OptionTypeDefaultDescription
--manifest_fileString/etc/manifest.jsonPath to hardware manifest file
--timeoutInteger300Command execution timeout in seconds
--sinkStringdo_nothingTelemetry sink destination
--sink-optsMultiple-Sink-specific configuration
--verbose-outFlagFalseDisplay detailed output
--log-levelChoiceINFODEBUG, INFO, WARNING, ERROR, CRITICAL
--log-folderString/var/log/fb-monitoringLog directory
--heterogeneous-cluster-v1FlagFalseEnable heterogeneous cluster support

Manifest File Format

The manifest file (/etc/manifest.json) contains expected hardware configuration:

{
"pci": {
"0000:17:00.0": {
"type": "GPU",
"dev": "NVIDIA A100",
"zone": "GPU",
"slot": "GPU0",
"link_speed": ["16 GT/s PCIe", "8 GT/s PCIe"],
"link_width": 16,
"topology_critical": false
},
"0000:65:00.0": {
"type": "NIC",
"dev": "Mellanox ConnectX-6",
"zone": "Network",
"slot": "NIC0",
"link_speed": ["16 GT/s PCIe"],
"link_width": 16,
"topology_critical": true
}
}
}

Manifest Fields

FieldTypeDescription
typeString (optional)Device category (GPU, NIC, NVMe, etc.)
devStringDevice model/name
zoneStringLogical grouping (GPU, Network, Storage)
slotStringHuman-readable identifier
link_speedList[String]Acceptable PCIe speeds (Gen3, Gen4, etc.)
link_widthIntegerExpected number of PCIe lanes
topology_criticalBoolean (optional)Stop checking if this device missing (affects enumeration)

Exit Conditions

Exit CodeCondition
OK (0)Feature flag disabled (killswitch active)
OK (0)All devices present and healthy
WARN (1)Manifest file not found
WARN (1)Exception during check
CRITICAL (2)Device missing
CRITICAL (2)Degraded link
CRITICAL (2)Topology-critical device missing

Sysfs Paths

PCIe information read from Linux sysfs:

/sys/class/pci_bus/{domain:bus}/device/{domain:bus:device.function}/
├── current_link_speed # e.g., "16 GT/s PCIe" (Gen4), "8 GT/s PCIe" (Gen3)
└── current_link_width # e.g., "16", "8", "4", "1"

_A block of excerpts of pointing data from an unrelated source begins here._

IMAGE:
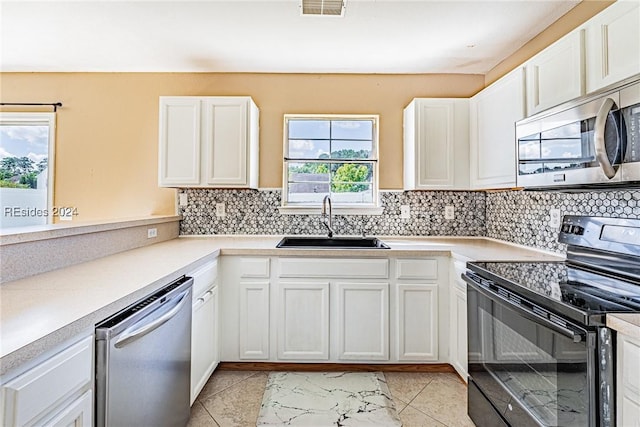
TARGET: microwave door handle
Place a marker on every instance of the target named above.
(601, 151)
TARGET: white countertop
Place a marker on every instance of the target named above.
(40, 311)
(625, 323)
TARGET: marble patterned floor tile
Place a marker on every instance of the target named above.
(444, 399)
(200, 417)
(399, 404)
(322, 399)
(405, 386)
(221, 380)
(239, 404)
(411, 417)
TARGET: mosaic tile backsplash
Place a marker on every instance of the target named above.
(256, 212)
(515, 216)
(522, 217)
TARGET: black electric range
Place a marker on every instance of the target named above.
(540, 353)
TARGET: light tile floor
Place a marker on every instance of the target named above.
(233, 398)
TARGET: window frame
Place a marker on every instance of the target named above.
(43, 119)
(372, 208)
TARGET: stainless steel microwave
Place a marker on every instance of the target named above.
(589, 142)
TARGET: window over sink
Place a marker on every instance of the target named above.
(26, 169)
(334, 155)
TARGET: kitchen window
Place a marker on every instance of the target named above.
(334, 155)
(26, 169)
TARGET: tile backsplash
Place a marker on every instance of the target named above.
(256, 212)
(522, 216)
(516, 216)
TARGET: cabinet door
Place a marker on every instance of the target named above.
(493, 113)
(363, 321)
(417, 322)
(225, 141)
(254, 320)
(613, 45)
(77, 414)
(459, 328)
(179, 141)
(556, 74)
(303, 320)
(204, 340)
(31, 395)
(436, 143)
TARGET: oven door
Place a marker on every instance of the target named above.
(533, 372)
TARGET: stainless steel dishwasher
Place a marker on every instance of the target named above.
(143, 361)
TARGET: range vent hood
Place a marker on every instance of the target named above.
(322, 7)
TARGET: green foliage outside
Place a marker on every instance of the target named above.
(20, 172)
(345, 178)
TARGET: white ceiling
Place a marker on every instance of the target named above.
(374, 36)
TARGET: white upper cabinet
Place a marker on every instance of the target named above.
(179, 150)
(208, 142)
(613, 44)
(436, 144)
(556, 74)
(493, 113)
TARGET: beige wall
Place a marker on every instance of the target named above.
(106, 152)
(571, 20)
(107, 129)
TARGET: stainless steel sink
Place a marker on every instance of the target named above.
(332, 243)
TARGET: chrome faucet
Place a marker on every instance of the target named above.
(329, 225)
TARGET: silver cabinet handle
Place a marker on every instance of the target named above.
(142, 328)
(601, 151)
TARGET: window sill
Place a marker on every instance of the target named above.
(336, 210)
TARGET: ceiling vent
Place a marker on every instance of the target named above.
(322, 7)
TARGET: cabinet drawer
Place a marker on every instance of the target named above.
(417, 269)
(28, 395)
(254, 267)
(330, 267)
(204, 277)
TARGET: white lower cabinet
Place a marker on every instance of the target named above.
(205, 348)
(363, 321)
(55, 392)
(303, 320)
(354, 310)
(417, 320)
(458, 319)
(628, 381)
(254, 320)
(77, 414)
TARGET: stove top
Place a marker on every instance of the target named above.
(583, 295)
(601, 274)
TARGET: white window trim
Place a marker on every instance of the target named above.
(49, 119)
(309, 209)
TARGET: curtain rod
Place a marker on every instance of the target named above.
(31, 104)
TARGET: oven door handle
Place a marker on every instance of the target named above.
(575, 336)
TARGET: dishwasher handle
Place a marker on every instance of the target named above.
(142, 328)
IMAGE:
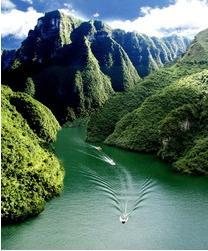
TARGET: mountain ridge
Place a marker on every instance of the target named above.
(54, 48)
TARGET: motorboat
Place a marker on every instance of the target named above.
(97, 148)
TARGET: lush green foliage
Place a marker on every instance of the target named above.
(29, 87)
(31, 174)
(138, 130)
(102, 123)
(75, 66)
(198, 51)
(195, 160)
(150, 53)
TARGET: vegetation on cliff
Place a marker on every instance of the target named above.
(31, 173)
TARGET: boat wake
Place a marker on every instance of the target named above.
(101, 156)
(128, 198)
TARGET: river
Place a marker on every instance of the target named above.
(165, 210)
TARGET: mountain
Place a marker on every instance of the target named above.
(31, 174)
(150, 53)
(76, 66)
(166, 114)
(198, 51)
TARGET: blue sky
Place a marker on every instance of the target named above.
(152, 17)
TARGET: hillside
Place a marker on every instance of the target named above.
(167, 107)
(31, 174)
(76, 66)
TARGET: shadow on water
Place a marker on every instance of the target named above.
(165, 210)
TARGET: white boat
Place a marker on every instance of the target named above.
(123, 218)
(97, 148)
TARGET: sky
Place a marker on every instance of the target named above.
(152, 17)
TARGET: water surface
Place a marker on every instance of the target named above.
(166, 210)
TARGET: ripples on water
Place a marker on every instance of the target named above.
(128, 197)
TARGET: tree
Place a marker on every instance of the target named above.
(29, 87)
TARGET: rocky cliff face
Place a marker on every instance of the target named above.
(150, 53)
(77, 65)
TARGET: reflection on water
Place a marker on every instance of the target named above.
(105, 186)
(126, 200)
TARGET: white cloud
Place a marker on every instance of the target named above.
(18, 23)
(27, 1)
(96, 14)
(69, 11)
(183, 17)
(7, 5)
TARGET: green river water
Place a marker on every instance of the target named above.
(166, 210)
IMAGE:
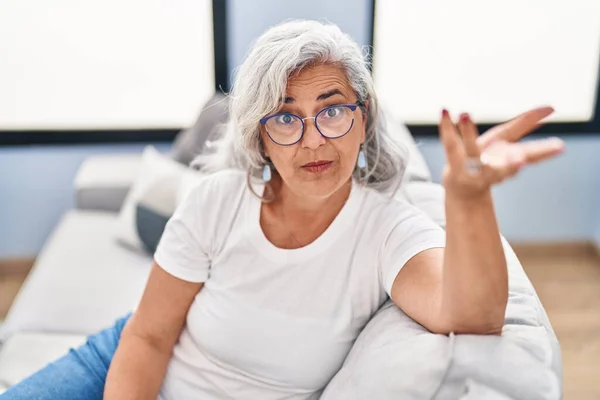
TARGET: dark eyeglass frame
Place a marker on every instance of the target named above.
(352, 108)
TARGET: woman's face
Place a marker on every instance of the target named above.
(317, 166)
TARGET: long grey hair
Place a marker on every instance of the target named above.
(259, 87)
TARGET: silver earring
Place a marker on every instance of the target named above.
(362, 159)
(267, 173)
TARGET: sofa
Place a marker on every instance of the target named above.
(84, 279)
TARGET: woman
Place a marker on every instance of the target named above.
(269, 270)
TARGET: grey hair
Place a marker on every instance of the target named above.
(259, 87)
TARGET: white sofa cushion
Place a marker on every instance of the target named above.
(103, 181)
(82, 280)
(25, 353)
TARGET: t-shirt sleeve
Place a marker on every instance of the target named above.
(412, 233)
(182, 249)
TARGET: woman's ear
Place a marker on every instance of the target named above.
(365, 110)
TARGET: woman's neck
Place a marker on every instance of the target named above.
(300, 206)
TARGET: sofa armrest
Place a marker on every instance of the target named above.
(103, 181)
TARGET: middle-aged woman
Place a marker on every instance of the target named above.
(268, 271)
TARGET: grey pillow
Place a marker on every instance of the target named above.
(190, 142)
(153, 210)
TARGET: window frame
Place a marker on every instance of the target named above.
(553, 128)
(97, 136)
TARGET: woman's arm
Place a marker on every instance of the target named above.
(464, 287)
(138, 367)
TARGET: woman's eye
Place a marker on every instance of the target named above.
(285, 119)
(332, 112)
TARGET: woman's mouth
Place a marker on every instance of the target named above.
(317, 166)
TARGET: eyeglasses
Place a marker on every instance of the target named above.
(332, 122)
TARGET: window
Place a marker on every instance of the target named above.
(491, 59)
(107, 71)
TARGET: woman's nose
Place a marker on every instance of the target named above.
(312, 138)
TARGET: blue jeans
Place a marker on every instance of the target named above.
(78, 375)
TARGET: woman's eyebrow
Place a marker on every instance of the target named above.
(322, 96)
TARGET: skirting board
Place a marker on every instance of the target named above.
(9, 266)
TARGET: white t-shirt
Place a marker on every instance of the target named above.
(272, 323)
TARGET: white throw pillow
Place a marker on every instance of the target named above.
(156, 170)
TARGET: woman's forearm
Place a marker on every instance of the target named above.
(475, 278)
(137, 369)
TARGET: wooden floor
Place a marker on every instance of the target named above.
(568, 285)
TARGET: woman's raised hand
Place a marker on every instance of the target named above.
(475, 163)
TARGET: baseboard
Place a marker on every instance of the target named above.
(556, 249)
(9, 266)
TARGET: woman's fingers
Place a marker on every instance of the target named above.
(539, 150)
(498, 168)
(453, 146)
(469, 134)
(516, 128)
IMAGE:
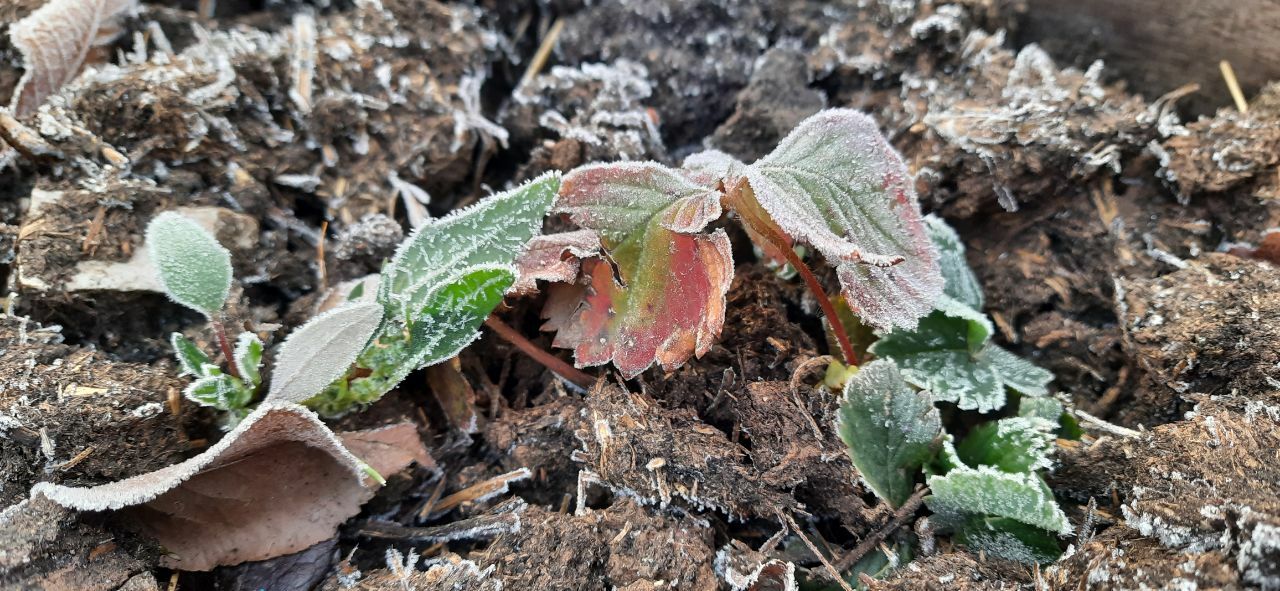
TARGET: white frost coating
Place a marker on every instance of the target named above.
(193, 267)
(986, 490)
(247, 438)
(837, 184)
(321, 351)
(54, 41)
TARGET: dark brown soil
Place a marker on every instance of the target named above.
(1096, 219)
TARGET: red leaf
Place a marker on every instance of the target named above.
(670, 311)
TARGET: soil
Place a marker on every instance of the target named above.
(1098, 220)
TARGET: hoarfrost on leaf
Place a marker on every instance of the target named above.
(837, 184)
(890, 429)
(54, 41)
(193, 267)
(323, 349)
(988, 491)
(667, 301)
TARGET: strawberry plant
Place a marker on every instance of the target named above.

Example: For PCI slot 0000:17:00.0:

  • Bus: 0000:17
  • Device path: /sys/class/pci_bus/0000:17/device/0000:17:00.0/

Usage Examples

Basic Validation

health_checks check-pci [CLUSTER] app

Custom Manifest Location

health_checks -pci --manifest_file /opt/config/hw_manifest.json [CLUSTER] app

With Telemetry

health_checks check-pci \
--sink otel \
--sink-opts "log_resource_attributes={'attr_1': 'value1'}" \
--verbose-out \
[CLUSTER] \
app

Debug Mode

health_checks check-pci \
--log-level DEBUG \
--verbose-out \
[CLUSTER] \
app